Un altro tema spinoso per la comunicazione pubblicitaria del nostro Paese, le gare, è stato affrontato quest'oggi da Marco Fanfani e Fabrizio Russo. "Apprezziamo molto l'iniziativa intrapresa da AssoComunicazione per dare maggiore trasparenza allo svolgimento delle gare – hanno dichiarato il Ceo e il Cco dell'agenzia – e da parte nostra siamo soliti aderire solo a quelle consultazioni che rispettano i criteri suggeriti dall'Associazione, ovvero la comunicazione da parte dell'azienda del numero di agenzie partecipanti, la disponibilità di un rimborso spese e la disposizione di una tempistica adeguata. La nostra adesione alla gara Intimissimi attualmente in corso e alla trascorsa gara delle Ferrovie dello Stato è stata decisa proprio per via della correttezza con cui queste gare, a nostro parere, si sono svolte. Unica pecca, della gara Intimissimi, non riguarda la procedura, a nostro parere corretta, ma il tipo di servizio richiesto all'agenzia. Sono altre le gare da monitorare come esempi di gestione scorretta e di giochi al ribasso delle remunerazioni, fattori che impediscono il ricorso a professionisti, con le conseguenze ormai note sul livello della creatività. Se le agenzie non vengono remunerate correttamente non possono garantire un servizio creativo di alto livello, frutto della capacità di talenti creativi e ovviamente le campagne pubblicitarie italiane non riescono a competere sul terreno dell'eccellenza internazionale di Cannes".
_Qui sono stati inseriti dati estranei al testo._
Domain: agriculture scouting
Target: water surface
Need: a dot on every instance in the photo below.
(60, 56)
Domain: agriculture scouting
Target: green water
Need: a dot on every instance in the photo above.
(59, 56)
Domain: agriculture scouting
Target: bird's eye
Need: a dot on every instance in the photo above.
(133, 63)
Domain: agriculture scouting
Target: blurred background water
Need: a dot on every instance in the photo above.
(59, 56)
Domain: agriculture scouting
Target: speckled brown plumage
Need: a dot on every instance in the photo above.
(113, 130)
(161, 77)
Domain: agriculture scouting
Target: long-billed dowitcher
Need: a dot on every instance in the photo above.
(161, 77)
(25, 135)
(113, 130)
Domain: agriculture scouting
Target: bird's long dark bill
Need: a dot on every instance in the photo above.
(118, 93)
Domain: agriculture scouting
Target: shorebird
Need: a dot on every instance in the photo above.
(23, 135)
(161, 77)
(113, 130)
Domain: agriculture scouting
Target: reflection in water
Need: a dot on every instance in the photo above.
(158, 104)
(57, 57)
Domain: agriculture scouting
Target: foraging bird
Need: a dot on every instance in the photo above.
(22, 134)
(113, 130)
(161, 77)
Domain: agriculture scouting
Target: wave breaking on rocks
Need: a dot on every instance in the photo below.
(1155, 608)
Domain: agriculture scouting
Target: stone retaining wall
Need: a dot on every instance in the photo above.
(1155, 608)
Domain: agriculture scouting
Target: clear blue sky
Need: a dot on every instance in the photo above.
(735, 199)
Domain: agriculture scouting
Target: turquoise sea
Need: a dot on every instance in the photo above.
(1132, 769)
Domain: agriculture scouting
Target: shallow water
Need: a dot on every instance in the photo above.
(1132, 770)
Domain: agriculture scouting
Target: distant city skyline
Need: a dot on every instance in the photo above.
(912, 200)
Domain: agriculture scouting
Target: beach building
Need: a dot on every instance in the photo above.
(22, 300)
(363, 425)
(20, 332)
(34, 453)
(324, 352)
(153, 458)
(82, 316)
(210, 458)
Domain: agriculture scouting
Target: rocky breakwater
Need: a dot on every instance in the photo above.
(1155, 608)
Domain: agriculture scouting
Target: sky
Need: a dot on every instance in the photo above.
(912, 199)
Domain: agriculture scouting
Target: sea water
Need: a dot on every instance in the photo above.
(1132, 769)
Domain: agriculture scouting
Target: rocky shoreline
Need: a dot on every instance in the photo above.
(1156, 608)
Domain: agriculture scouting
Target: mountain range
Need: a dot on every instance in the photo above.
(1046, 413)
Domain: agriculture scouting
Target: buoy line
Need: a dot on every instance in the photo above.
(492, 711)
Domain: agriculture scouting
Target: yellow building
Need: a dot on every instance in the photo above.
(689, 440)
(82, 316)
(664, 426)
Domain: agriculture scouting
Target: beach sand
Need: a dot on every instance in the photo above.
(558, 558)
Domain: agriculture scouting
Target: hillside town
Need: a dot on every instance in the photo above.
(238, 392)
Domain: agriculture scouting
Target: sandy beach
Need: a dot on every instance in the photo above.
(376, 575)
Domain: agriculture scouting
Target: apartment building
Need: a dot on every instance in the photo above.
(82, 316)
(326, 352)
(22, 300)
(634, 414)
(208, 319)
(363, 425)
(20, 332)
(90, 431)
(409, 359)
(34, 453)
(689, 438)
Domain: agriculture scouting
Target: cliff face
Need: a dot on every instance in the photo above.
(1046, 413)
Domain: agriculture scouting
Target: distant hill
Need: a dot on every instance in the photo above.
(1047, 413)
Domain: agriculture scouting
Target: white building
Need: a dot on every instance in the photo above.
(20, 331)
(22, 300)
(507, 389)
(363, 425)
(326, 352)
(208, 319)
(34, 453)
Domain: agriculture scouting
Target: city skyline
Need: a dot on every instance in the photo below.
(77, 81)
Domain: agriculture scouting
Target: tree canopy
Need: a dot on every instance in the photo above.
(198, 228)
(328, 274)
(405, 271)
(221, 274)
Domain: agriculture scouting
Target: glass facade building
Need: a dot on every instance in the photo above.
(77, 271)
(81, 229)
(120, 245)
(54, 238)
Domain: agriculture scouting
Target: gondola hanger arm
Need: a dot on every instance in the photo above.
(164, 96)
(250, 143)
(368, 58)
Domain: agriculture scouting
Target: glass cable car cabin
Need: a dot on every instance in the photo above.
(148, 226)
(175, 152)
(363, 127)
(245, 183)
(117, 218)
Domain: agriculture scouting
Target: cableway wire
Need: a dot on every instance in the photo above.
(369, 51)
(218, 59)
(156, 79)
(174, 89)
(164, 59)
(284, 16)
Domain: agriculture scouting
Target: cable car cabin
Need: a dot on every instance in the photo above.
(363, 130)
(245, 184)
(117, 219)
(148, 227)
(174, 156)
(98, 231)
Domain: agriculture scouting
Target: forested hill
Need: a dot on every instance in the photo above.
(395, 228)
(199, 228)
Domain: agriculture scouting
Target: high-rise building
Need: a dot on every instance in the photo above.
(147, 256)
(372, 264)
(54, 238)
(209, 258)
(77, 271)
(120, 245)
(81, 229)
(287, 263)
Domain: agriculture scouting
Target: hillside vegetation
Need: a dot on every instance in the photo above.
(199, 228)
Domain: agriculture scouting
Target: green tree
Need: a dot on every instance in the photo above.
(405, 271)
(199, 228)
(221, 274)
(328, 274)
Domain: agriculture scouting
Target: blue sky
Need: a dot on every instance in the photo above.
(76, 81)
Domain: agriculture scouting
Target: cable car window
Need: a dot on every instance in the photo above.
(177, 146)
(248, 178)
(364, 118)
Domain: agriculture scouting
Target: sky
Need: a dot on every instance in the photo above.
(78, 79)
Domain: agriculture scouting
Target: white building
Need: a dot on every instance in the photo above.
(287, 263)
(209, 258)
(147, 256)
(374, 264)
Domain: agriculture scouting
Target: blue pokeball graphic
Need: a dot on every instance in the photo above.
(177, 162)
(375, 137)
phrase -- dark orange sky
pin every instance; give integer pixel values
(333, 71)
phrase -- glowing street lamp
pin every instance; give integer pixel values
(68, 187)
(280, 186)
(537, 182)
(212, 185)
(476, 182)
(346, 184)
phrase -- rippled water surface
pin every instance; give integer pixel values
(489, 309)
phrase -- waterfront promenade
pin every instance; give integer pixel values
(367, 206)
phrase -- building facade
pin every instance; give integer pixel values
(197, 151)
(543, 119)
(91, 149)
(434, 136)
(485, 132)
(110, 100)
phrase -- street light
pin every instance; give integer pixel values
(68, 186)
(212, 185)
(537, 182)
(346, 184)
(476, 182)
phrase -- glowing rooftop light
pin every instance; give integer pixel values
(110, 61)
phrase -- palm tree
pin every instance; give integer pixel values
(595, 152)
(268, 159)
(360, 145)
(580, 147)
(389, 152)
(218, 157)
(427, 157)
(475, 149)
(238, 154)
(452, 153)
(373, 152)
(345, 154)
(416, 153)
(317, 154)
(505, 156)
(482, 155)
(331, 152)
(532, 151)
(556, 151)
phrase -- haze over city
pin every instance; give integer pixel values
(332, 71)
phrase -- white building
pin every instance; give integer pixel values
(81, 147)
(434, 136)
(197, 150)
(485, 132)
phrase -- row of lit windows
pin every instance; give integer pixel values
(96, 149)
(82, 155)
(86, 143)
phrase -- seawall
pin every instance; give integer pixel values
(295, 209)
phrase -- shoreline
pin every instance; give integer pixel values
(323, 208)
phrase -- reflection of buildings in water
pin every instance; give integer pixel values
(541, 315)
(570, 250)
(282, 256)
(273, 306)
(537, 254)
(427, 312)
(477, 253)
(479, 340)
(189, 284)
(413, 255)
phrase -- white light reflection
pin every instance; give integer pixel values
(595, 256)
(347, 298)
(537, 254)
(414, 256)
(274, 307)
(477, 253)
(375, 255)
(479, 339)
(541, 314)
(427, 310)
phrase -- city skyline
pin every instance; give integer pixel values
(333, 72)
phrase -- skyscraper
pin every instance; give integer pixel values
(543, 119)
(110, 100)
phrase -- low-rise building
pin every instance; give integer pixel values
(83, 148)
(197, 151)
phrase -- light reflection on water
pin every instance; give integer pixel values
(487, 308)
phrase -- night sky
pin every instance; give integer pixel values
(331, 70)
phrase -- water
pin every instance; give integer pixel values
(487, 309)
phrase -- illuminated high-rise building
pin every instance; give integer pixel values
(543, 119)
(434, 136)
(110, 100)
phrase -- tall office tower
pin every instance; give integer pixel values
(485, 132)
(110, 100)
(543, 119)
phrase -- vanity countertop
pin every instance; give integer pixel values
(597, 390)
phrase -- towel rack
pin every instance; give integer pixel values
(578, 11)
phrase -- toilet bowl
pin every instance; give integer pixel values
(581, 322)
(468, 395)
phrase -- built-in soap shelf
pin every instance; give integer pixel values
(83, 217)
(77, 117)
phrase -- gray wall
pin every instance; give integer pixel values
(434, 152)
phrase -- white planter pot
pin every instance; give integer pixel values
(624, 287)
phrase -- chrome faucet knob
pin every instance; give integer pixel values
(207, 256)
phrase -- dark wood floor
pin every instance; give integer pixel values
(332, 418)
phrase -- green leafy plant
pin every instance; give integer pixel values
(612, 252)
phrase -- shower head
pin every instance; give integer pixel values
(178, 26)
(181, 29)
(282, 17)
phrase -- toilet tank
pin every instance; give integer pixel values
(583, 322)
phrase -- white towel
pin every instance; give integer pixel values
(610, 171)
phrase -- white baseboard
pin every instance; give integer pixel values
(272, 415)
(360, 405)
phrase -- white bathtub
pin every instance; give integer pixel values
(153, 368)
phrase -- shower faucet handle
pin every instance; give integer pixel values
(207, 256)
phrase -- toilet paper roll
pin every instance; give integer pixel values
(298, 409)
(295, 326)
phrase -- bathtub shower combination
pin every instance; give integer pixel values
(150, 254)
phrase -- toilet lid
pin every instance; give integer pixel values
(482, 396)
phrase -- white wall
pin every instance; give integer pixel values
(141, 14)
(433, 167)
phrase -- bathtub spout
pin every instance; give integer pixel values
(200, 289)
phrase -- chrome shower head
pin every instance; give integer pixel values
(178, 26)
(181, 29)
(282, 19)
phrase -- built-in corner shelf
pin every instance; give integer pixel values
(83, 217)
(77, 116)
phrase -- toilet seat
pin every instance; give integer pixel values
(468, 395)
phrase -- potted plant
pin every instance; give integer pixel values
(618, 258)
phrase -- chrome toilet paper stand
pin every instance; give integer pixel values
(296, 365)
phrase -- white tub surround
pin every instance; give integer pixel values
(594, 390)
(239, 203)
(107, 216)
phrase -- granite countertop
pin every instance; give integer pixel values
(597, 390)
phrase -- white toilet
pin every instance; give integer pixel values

"In generale – hanno concluso Fanfani e Russo – le gare non sono l'unico metodo per conquistare new business. Spesso preferiamo cercare nuovi clienti presentando l'agenzia e le sue produzioni. Non siamo un'agenzia aggressiva su questo fronte, anche se siamo sensibili al new business e stiamo valutando l'ipotesi di creare una figura specifica in agenzia che si occupi strategicamente di questa funzione. Il comitato esecutivo che si riunirà in questi giorni, valuterà questa possibilità". Attualmente, l'agenzia è coinvolta anche nella gara Poste Italiane e in quella per la creatività radio di Vespa.